Sporting Regulations have their own <Appendixe>s, but unless Regulations, they are an integral part of them and not given as separated documents.
Those Sporting Regulation's Appendixes have another object: <Form>. A form is composed of <line>s, with a <LineTitle> and a <LineFillIn> part. A line can have <SubLines>. Check the "Registered Office" part of Form named "THE APPLICANT" in Appendix 2 of Sporting Regulations. To complicate things, the line named "Adress" has sublines with <SubLineTitle>s: "Tel", "Fax" and "e-mail". The "CONSTRUCTOR DETAILS" form is even more complex: it has two <lines> in the same line, like the one that says "License ............ Issued by ..........". I throw the towel there...
The document, which I don't know how to call, because it does not appear to be an Appendix but is referenced in Appendix O (perhaps <AppendixToTheAppendix>?)
, named "Circuit Drawing Format" is complex: the tables included in it have rows with <RowTitle> and include <CellDrawings> into the cells that compose the table. The <row>s in those tables have <subrow>s. The diagrams included at the end have a <DiagramOrientation>: some are vertical and some horizontal, I don't know if you will include this kind of formatting.
Well, this is way too complicated to me... Perhaps you will answer (and I won't blame you
): "Ciro, thanks but I said clearly Tech Regulations!". In that case, forget everything except the <OldText>/<NewText>/<TextColor>, <TableOfContent>, <DocumentColumn>, <Language> and <Table>/<Column>/<Row>, I think. You can avoid Appendixes and I'll agree...
I'll have some mercy with the few readers left at this moment of the post and won't mention (but you must know) that I believe that rulings by the International Motorsport Council (or whatever his name is) are part of Technical Regulations. You can conclude Max Mosley's succesor
must be a lawyer: any engineer shudders thinking about that, I guess.
I bet you are one of the few individuals attempting to understand Technical Regulations structure, so you will have to read them, which probably makes you unique: my condolences. No wonder people breaks them all the time: nobody reads them in its entirety.

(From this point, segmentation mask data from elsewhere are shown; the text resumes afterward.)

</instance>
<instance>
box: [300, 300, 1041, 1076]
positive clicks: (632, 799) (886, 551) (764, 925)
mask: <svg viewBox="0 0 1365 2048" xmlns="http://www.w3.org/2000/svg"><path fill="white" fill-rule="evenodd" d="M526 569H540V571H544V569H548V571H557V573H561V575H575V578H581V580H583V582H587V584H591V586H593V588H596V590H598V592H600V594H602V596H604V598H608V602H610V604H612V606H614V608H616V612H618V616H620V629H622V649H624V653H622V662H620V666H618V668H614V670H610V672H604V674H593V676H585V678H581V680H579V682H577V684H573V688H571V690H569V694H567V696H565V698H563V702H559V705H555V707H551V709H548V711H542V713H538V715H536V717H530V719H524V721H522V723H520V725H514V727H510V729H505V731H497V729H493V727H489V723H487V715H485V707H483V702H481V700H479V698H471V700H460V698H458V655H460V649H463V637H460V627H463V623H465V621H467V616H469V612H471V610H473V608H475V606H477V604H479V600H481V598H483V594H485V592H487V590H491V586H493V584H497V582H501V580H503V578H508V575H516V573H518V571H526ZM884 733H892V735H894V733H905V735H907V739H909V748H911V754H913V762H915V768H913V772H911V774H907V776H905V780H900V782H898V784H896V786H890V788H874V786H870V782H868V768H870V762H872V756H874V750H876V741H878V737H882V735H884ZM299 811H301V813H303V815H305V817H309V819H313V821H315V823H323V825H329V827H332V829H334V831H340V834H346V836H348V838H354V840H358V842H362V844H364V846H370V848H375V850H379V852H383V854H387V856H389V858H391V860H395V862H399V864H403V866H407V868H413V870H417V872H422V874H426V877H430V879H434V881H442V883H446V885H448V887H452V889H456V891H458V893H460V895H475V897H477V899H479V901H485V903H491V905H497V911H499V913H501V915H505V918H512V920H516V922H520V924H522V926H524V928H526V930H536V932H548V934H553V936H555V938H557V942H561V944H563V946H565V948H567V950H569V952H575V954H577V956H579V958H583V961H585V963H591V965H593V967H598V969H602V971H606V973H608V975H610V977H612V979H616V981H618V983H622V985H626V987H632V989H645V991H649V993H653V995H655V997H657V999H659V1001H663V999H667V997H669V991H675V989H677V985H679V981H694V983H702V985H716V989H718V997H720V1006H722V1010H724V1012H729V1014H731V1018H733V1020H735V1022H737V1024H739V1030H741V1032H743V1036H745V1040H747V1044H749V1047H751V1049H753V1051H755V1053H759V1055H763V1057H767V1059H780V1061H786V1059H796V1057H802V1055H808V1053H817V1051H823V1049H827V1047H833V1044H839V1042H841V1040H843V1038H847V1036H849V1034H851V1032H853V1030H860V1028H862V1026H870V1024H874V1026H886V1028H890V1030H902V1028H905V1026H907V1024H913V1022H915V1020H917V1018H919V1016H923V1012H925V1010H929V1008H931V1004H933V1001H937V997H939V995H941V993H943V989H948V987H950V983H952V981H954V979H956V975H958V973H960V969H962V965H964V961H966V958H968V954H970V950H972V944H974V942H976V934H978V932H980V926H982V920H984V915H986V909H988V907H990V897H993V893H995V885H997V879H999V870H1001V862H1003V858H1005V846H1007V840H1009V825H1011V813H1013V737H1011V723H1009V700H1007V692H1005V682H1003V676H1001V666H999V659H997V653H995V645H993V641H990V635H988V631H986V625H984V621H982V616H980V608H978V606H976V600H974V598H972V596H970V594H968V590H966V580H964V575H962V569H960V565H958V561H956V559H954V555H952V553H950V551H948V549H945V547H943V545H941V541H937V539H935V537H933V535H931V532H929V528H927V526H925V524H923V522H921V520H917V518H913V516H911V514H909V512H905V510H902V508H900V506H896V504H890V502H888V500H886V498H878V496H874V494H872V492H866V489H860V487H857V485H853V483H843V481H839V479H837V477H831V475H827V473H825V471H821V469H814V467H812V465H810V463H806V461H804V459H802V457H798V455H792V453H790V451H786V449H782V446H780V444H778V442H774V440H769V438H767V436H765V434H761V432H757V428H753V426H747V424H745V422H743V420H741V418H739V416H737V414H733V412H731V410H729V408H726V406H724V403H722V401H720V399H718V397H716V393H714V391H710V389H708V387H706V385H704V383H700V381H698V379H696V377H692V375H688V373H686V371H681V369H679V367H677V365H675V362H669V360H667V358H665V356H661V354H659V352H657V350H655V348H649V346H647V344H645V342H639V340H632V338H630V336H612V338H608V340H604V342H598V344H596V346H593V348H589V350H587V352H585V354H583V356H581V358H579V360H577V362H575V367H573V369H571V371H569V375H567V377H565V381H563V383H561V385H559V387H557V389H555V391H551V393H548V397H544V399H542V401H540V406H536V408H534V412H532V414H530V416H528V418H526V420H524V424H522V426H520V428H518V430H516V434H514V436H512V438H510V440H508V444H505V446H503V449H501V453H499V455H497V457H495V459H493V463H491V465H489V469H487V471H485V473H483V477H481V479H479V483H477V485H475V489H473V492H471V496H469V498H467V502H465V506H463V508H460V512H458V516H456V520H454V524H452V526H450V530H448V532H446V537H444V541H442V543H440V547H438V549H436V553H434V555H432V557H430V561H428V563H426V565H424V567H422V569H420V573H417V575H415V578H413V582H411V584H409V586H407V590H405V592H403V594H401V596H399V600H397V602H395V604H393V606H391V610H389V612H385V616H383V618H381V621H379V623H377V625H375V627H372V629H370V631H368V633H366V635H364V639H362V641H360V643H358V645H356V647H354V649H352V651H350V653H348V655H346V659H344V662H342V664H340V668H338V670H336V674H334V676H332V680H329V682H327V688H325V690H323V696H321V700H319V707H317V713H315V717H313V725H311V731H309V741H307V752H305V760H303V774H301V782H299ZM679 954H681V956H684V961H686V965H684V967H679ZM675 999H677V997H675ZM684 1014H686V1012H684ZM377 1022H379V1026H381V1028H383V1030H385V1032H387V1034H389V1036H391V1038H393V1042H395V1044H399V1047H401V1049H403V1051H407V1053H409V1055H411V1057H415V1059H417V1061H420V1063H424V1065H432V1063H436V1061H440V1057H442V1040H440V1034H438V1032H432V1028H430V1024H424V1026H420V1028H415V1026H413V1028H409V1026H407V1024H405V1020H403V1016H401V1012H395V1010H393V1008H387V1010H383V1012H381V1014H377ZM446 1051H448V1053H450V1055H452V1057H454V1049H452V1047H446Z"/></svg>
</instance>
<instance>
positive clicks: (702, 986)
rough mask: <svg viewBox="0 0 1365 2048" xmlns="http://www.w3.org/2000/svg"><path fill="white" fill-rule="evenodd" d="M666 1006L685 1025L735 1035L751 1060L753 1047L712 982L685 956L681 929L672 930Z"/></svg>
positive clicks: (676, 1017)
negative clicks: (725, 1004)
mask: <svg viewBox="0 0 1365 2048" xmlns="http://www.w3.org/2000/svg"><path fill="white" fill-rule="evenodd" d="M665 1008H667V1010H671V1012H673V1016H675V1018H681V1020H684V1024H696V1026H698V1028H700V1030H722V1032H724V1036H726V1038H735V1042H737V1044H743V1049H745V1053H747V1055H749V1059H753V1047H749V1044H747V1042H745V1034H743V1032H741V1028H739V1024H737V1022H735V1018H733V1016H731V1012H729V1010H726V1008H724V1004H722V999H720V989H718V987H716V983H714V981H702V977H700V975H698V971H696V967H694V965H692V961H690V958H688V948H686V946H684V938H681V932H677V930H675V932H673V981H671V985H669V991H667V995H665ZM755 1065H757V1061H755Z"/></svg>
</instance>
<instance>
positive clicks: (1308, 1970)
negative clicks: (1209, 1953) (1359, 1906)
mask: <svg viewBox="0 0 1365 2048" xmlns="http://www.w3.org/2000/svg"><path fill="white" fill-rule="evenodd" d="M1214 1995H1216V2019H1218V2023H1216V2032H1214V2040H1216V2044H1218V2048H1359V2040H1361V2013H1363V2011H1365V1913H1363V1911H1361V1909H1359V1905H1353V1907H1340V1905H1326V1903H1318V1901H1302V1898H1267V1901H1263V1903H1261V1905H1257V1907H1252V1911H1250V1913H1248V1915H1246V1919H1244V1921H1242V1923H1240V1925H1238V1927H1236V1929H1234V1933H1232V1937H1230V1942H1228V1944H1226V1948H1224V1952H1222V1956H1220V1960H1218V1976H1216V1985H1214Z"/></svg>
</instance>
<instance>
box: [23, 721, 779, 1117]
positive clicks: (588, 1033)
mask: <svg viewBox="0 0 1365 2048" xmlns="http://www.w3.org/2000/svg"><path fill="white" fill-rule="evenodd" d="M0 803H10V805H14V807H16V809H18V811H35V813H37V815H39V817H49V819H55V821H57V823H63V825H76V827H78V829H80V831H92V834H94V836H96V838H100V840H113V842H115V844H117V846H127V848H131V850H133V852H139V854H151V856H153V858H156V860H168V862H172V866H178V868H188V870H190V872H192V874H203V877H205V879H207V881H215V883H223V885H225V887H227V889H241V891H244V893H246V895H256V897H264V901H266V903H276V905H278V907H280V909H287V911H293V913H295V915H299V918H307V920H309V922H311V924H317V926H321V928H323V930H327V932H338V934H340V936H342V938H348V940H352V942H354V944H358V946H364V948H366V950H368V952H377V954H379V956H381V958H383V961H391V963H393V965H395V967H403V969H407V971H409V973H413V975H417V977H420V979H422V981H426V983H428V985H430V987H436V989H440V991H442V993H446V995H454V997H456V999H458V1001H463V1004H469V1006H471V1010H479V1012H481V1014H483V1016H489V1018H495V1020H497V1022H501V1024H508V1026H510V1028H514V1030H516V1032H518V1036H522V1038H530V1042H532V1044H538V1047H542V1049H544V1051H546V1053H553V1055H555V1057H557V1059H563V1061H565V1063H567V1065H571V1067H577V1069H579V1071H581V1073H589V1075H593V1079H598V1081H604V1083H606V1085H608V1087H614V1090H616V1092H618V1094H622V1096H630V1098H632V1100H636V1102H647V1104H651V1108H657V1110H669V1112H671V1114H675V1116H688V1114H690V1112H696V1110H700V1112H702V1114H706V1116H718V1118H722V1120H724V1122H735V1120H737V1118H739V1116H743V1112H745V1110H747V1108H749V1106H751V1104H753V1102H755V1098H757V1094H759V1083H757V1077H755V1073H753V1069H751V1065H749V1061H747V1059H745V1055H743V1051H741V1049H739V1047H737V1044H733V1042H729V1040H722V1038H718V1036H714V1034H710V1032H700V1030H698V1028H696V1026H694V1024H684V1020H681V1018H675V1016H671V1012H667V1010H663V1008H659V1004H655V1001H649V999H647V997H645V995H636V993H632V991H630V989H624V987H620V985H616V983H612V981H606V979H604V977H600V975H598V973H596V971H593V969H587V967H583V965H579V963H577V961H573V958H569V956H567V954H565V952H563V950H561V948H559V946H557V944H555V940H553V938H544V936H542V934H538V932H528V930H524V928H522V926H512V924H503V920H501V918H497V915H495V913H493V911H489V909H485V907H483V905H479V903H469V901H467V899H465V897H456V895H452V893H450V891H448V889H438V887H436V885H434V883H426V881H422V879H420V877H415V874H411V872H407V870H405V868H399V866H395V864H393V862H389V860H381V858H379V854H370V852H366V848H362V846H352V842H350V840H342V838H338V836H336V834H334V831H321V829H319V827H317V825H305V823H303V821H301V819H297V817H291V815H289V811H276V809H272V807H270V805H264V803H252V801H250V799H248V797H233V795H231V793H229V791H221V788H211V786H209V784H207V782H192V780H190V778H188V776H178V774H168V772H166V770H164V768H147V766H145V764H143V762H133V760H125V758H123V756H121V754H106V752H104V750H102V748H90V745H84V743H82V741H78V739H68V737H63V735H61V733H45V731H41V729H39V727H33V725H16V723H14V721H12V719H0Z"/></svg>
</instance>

Anyway, thanks, Martin: I had a good time posting this. I've been cursing XML since I started to make a database to be handled by VB and exported to Google Earth KML format: it has take me months of tinkering and I'm not done yet... I haven't even finished reading the KML specification: it's longer than War and Peace and it has five or six miserable objects. They seem redacted by me! The guy that invented XML should be forced to drive a Spyker and have Ralf Schumacher as teammate.